Elle déployait une gentillesse très égoïste. En pensant ainsi, sa bouche s’ouvrit.
« Votre excuse n’a aucune valeur. Au contraire, même si vous avez pleuré avec tant d’assurance, vous excusez-vous juste après avoir dit ça, êtes-vous vraiment stupide ? En premier lieu, cette gentillesse, provenant d’une bonne volonté, est une tromperie. En plus d’être méchante, ce n’est rien de plus qu’une sensation amicalement tiède et écœurante. Et c’est à toi de danser comme un clown comme ça, mais ne te mets pas sur mon chemin. Ne te mets pas sur mon chemin. Tu es un cauchemar et l’apogée de l’inconfort. »
En plus de la nature grossière du Harold original, la rancune accumulée contre Erika éclata en une seule fois. Après avoir proféré toutes ces insultes, il retrouva son calme. Il en avait dit trop. De plus, il se déchargeait sur elle.
Pour une raison différente de la précédente, il avait envie de pleurer.
Inondé de paroles blessantes alors qu’elle était en posture d’excuse, Erika ne bougea pas le plus petit peu. Est-ce que je l’ai fait pleurer, ou est-ce que je l’ai mise en colère ? Pendant qu’il l’observait timidement, Erika redressa tranquillement son corps.
Elle n’exprimait ni colère ni larmes. Cela dit, elle n’était pas non plus découragée par ces paroles.
Ce qu’il y avait, c’était une expression calme, comme celle d’une sainte vierge dans un tableau, comme si elle avait accepté toutes les paroles blessantes de Harold.

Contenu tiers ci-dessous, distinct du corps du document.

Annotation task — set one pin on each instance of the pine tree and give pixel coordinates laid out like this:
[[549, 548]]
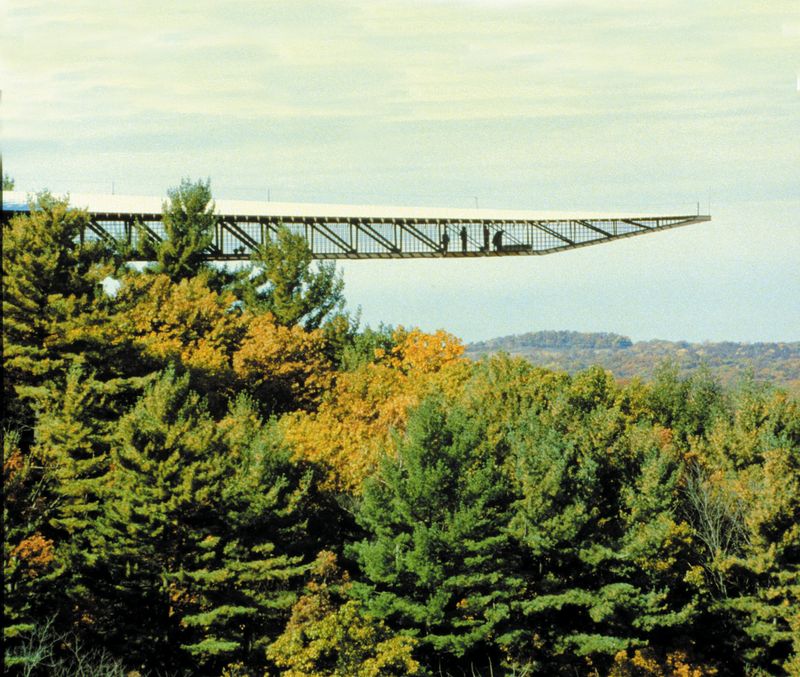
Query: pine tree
[[163, 497], [51, 276], [241, 589], [281, 281], [189, 224], [599, 517], [437, 562]]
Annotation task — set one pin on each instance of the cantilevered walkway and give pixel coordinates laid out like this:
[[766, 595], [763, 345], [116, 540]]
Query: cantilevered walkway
[[368, 232]]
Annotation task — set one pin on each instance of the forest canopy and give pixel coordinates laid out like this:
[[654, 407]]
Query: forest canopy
[[219, 472]]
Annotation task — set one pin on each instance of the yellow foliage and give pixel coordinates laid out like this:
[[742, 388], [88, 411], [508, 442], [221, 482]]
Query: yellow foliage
[[283, 363], [645, 663], [185, 322], [36, 554], [417, 351], [354, 424]]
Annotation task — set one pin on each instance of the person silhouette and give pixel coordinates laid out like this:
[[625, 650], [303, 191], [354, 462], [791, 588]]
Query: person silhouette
[[497, 240]]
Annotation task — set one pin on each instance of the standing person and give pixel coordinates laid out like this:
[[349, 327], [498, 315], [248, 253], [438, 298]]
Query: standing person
[[497, 240]]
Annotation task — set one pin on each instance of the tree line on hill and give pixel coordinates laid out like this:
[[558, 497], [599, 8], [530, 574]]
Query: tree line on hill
[[218, 472], [730, 362]]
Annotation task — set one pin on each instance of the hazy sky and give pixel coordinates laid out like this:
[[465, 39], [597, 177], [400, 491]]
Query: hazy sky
[[549, 104]]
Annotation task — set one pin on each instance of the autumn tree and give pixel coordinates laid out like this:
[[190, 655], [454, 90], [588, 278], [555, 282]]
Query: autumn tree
[[30, 570], [330, 634]]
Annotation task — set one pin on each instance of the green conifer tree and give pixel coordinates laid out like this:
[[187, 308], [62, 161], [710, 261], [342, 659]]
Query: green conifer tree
[[282, 281], [189, 224], [251, 567], [437, 561], [163, 497], [599, 517], [51, 276]]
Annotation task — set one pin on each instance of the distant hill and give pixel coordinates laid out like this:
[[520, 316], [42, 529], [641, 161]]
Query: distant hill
[[571, 351]]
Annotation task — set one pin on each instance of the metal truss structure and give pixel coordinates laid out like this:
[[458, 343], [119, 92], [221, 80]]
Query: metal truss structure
[[342, 232]]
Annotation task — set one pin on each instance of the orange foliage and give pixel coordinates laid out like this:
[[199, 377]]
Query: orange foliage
[[36, 553], [427, 353], [280, 362], [186, 322], [354, 424], [645, 663]]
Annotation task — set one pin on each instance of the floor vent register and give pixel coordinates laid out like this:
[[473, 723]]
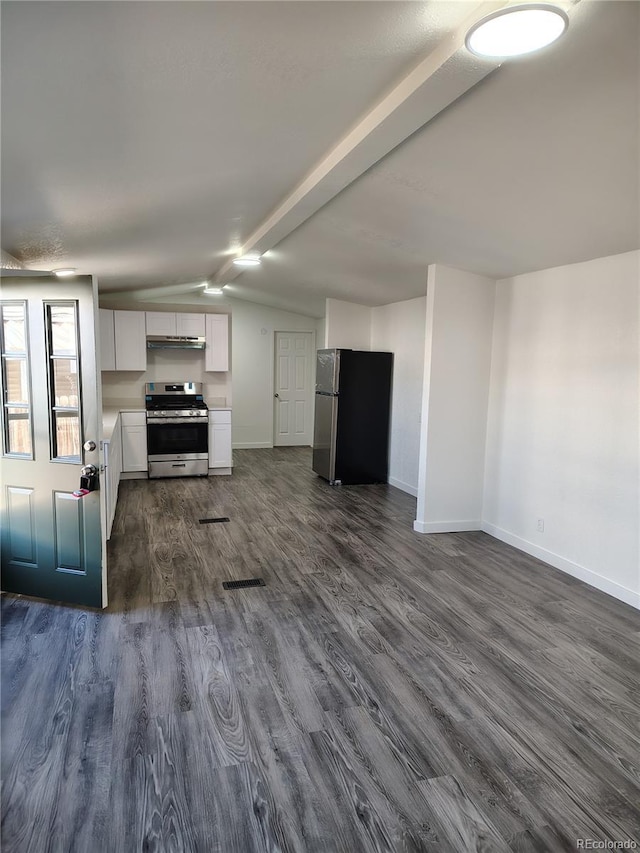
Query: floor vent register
[[243, 583]]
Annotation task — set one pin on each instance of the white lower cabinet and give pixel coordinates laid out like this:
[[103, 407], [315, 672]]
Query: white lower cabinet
[[134, 441], [220, 439]]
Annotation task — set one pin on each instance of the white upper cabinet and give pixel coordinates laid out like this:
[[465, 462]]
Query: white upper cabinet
[[130, 340], [161, 323], [216, 354], [107, 340], [166, 323], [191, 325]]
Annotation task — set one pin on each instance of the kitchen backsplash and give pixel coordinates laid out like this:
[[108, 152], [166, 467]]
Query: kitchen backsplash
[[170, 365]]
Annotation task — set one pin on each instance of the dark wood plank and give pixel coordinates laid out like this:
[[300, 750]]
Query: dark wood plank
[[383, 691]]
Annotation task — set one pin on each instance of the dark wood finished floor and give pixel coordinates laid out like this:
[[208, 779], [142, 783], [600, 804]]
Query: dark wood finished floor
[[384, 691]]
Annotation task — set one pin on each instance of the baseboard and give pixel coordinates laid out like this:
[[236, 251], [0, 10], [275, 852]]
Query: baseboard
[[252, 445], [404, 487], [446, 526], [622, 593]]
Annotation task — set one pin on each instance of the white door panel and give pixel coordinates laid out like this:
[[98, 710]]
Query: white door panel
[[51, 540], [293, 389]]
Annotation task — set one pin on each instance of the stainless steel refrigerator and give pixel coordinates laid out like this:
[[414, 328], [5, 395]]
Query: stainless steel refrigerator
[[352, 414]]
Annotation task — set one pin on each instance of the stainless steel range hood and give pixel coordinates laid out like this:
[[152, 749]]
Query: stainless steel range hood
[[174, 342]]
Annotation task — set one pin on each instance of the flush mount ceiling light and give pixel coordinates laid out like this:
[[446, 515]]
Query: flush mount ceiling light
[[251, 260], [517, 30]]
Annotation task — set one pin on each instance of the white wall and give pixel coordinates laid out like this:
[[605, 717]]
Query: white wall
[[563, 431], [457, 357], [321, 333], [347, 325], [254, 328], [399, 328]]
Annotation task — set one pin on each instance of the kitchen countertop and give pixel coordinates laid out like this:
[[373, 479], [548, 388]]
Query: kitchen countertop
[[112, 408], [110, 411]]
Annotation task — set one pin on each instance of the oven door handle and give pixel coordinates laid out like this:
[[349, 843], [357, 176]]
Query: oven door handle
[[196, 420]]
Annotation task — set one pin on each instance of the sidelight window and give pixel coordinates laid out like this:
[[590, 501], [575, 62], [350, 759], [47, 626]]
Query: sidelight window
[[17, 434], [64, 385]]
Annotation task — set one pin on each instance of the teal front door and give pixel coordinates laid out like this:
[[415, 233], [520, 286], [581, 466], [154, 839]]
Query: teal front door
[[52, 544]]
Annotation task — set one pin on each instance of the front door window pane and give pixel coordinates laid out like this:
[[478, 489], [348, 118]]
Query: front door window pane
[[17, 381], [64, 332], [64, 385], [16, 405], [65, 382], [67, 435], [18, 432]]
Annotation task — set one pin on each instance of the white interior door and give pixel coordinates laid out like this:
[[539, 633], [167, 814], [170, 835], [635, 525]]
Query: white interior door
[[52, 544], [293, 408]]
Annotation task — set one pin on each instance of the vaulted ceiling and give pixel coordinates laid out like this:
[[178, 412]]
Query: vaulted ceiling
[[352, 142]]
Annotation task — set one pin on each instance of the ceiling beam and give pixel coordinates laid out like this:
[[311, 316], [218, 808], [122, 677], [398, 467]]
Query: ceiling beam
[[446, 73]]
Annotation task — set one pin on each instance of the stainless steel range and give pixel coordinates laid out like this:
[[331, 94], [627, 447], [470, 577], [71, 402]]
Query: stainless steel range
[[177, 429]]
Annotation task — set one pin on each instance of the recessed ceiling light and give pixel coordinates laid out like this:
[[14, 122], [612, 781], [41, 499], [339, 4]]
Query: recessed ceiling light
[[517, 30], [250, 260]]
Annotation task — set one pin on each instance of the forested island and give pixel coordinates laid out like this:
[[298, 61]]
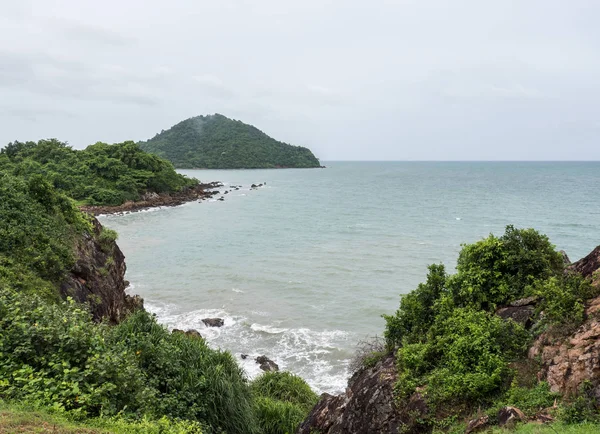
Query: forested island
[[509, 339], [217, 142]]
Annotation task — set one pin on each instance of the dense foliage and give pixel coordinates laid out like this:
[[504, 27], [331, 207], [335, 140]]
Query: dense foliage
[[282, 401], [450, 344], [101, 174], [38, 227], [54, 356], [217, 142]]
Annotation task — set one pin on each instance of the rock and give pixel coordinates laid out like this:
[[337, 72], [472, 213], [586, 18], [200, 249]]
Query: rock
[[477, 424], [529, 301], [98, 278], [213, 322], [367, 406], [153, 200], [521, 314], [566, 259], [568, 362], [267, 364], [193, 334], [588, 266], [508, 416]]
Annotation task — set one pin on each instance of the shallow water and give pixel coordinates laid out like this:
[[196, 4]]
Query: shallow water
[[303, 268]]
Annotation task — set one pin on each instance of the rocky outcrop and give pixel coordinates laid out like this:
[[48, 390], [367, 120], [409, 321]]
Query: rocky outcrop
[[267, 364], [589, 266], [568, 362], [98, 278], [153, 200], [366, 407]]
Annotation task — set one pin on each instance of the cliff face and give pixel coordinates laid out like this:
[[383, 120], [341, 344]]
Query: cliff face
[[98, 278], [568, 362], [368, 406]]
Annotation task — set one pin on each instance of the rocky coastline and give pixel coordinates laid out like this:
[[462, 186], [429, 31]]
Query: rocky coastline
[[200, 192], [565, 361]]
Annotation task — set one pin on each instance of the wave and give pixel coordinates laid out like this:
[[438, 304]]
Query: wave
[[318, 356]]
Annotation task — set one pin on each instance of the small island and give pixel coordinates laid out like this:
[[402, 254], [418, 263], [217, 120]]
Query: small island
[[217, 142]]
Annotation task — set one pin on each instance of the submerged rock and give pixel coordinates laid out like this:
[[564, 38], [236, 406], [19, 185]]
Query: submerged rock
[[267, 364], [213, 322]]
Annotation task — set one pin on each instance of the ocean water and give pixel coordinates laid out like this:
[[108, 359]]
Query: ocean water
[[303, 268]]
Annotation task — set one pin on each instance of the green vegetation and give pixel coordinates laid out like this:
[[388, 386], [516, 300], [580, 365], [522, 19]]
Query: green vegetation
[[38, 227], [217, 142], [451, 346], [101, 174], [132, 377], [282, 401]]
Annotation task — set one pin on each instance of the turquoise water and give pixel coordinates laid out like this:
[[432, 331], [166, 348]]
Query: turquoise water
[[303, 268]]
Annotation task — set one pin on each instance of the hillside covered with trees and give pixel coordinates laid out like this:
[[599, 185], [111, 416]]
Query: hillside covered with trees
[[101, 174], [217, 142]]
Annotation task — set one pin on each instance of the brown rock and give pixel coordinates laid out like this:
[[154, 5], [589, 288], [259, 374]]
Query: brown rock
[[508, 416], [477, 424], [367, 406], [566, 363], [267, 364], [98, 278], [213, 322]]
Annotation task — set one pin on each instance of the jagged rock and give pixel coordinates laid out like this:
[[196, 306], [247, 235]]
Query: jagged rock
[[213, 322], [521, 314], [267, 364], [508, 416], [366, 407], [566, 363], [477, 424], [589, 266], [193, 334], [152, 200], [98, 278]]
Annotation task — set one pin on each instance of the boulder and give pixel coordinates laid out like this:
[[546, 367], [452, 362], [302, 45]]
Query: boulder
[[367, 406], [194, 334], [477, 424], [509, 416], [566, 363], [267, 364], [213, 322]]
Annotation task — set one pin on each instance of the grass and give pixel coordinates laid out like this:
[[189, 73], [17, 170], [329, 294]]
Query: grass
[[15, 418], [555, 428]]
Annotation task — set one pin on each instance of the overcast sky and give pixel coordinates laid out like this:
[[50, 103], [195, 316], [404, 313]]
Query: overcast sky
[[356, 80]]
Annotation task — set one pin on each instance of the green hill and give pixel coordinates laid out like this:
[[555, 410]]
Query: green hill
[[217, 142]]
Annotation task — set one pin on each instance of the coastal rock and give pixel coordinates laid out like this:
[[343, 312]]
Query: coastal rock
[[213, 322], [98, 278], [569, 361], [478, 424], [267, 364], [153, 200], [367, 406], [509, 416]]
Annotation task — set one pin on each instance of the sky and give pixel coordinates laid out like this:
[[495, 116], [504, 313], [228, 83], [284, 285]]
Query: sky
[[352, 80]]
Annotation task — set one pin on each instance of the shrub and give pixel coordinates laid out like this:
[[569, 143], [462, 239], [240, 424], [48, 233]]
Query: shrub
[[282, 401]]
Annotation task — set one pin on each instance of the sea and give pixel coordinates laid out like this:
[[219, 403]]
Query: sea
[[303, 268]]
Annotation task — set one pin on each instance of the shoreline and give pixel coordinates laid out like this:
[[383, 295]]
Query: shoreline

Erika s’était déjà préparée à l’avance, sachant que Harold adopterait cette attitude face à ses excuses. Parce qu’elle savait qu’il était une personne forte et sévère, et aussi une personne qui possédait une vraie gentillesse, différente de la sienne. Il n’y avait pas de mensonges dans ces paroles blessantes adressées à Erika. Elle savait, sans même qu’on le lui dise, qu’elle était une existence négative pour Harold.
(Ce que je n’ai pas est trop important. La force de lutter contre un destin difficile, et la gentillesse de réprimander les faibles.)
Dès le début, elle s’était trompée. Prêter main-forte n’était pas le seul type de gentillesse. Surveiller, repousser, ne rien faire était aussi un type de gentillesse. Pour le bien de cette personne, pour qu’elle grandisse.
Mais pour mettre cela en pratique, il fallait la force de croire en l’autre partie. La personne qui pourrait soutenir Harold serait aussi une personne comme ça.
C’est pourquoi, peu importe la sévérité des paroles de Harold qui la critiquaient pour son inexpérience, et seulement en utilisant cela comme source de croissance, elle deviendrait une personne capable de vraiment la comprendre et de la soutenir. Ce n’était que le premier pas.
«… Hmpf »
Harold quitta les lieux comme s’il avait perdu tout intérêt.
Erika parla à ce petit dos qui avait disparu dans le dojo.
« Je ne dirai pas « Attends-moi ». Mais je te rattraperai certainement. Il n’y a absolument aucun moyen que je te laisse seul. »
Le murmure d’Erika fut emporté par le vent, avec les pétales de cerisiers, et s’envola vers le ciel bleu.